A Genève, aucun candidat depuis l’entrée en vigueur de la loi sur les fusions de communes

Et finalement, il n’y a qu’à Genève que le processus n’a pas encore démarré. Là, suite à l’allocution du Président du Conseil d’Etat suivant la prestation de serment des maires du Canton en 2015, la loi est prête à accueillir les candidats… qui ne se pressent pas au portillon. Historiquement, le Canton est celui qui a connu le plus de… scissions de communes dans le passé !

 

« Business as usual » : Pas de réels débats, pas d’analyse du bilan

Alors que les fusions de communes entérinent une déstructuration réelle du tissu démocratique, aucun débat  n’est réellement alimenté en amont de la décision, ni aucune analyse du bilan n’est agendée en aval, une fois la fusion acquise.

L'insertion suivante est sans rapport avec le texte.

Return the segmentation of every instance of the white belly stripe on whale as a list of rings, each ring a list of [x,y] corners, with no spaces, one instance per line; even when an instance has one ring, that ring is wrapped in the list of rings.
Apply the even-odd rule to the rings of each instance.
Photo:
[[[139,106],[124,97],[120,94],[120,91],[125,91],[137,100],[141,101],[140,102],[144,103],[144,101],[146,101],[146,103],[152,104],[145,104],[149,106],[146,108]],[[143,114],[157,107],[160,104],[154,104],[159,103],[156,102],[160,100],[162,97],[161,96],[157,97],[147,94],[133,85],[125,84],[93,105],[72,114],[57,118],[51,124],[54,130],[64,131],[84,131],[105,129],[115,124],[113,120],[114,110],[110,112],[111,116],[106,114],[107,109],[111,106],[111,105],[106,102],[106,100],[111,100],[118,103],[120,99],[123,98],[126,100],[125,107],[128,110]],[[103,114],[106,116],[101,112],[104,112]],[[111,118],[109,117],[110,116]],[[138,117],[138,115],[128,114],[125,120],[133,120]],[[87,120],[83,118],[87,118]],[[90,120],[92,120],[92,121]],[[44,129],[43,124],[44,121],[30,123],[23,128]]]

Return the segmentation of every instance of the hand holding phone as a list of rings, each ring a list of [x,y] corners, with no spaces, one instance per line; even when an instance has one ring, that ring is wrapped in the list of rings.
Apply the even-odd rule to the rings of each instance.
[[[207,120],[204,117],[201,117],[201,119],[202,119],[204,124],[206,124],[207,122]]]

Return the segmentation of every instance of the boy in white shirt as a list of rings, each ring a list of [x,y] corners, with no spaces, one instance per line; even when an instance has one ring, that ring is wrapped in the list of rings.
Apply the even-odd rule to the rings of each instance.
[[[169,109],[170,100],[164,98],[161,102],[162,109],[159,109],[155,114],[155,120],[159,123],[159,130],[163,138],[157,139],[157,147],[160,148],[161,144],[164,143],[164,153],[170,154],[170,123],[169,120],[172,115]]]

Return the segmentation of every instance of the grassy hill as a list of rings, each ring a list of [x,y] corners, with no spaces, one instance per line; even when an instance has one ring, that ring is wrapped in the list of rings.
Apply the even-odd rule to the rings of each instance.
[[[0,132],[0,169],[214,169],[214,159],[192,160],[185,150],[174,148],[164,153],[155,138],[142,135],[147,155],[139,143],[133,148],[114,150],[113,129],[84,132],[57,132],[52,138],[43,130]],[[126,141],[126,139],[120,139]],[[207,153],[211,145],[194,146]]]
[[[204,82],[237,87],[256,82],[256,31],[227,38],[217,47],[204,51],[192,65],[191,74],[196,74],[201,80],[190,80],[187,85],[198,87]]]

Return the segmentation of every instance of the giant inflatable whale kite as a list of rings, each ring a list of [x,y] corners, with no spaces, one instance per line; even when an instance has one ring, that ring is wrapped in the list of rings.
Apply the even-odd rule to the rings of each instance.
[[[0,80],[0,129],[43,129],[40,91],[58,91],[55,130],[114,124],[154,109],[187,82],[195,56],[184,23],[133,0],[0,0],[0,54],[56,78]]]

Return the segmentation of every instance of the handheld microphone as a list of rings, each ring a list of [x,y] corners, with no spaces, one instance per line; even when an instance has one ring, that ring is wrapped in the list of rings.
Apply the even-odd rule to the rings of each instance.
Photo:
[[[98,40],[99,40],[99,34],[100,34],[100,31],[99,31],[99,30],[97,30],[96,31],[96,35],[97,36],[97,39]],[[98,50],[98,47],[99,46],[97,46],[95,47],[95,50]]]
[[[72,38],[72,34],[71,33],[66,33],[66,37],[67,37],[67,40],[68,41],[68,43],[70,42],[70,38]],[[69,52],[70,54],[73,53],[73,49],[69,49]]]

Les éclaircissements et les renseignements distillés aux citoyens lors des « séances d’information » ressemblent le plus souvent à un argumentaire unilatéral en faveur de la fusion. Aucun moyen contrebalançant cette propagande n’est accordée aux opposants qui doivent se débrouiller pour intervenir dans le débat, alors que les autorités n’hésitent pas à investir des sommes considérables pour faire aboutir des projets pour lesquels elles n’ont pas été mandatées.

En ce qui concerne le bilan des fusions, si il existe bien quelques rapports et sondages, ceux-ci datent déjà de plusieurs années et, réalisés auprès des autorités en place, ils sont naturellement versés au dossier de l’argumentation pro-fusion. Aucun bilan de satisfaction n’a été encore réalisé auprès des populations avec un comparatif entre les promesses d’amélioration des services par la nouvelle entité communale et la réalité vécue après quelques années. Aucune analyse documentée des difficultés rencontrées par les communes en peine avec leur budget. Seule (?) étude publiée, un peu détaillée, qui semble avoir intéressé les milieux universitaires : un état des lieux des noms des nouvelles communes en Suisse, en vue d’un projet de recherche sur la toponymie des fusions de communes en Suisse.

Au final, c’est par des entrefilets dans la presse ou par quelque lettre de lecteur échaudé que l’on apprend que tout n’est pas si rose pour les communes qui ont obtenu leur création (souvent de justesse) dans les urnes.

Pour les autorités, reste à convaincre leurs citoyens que les problèmes viennent d’ailleurs. Sans complexe, certains parmi les mêmes viendront répéter que la « taille critique » n’est pas encore atteinte et qu’il faudrait se lancer dans un nouveau projet de fusion.

Heureusement que le temps travaille pour les citoyens et que les effets attendus ne se réalisant qu’en de rares exceptions, aucun vent nouveau ne vient plus gonfler la vague des fusions.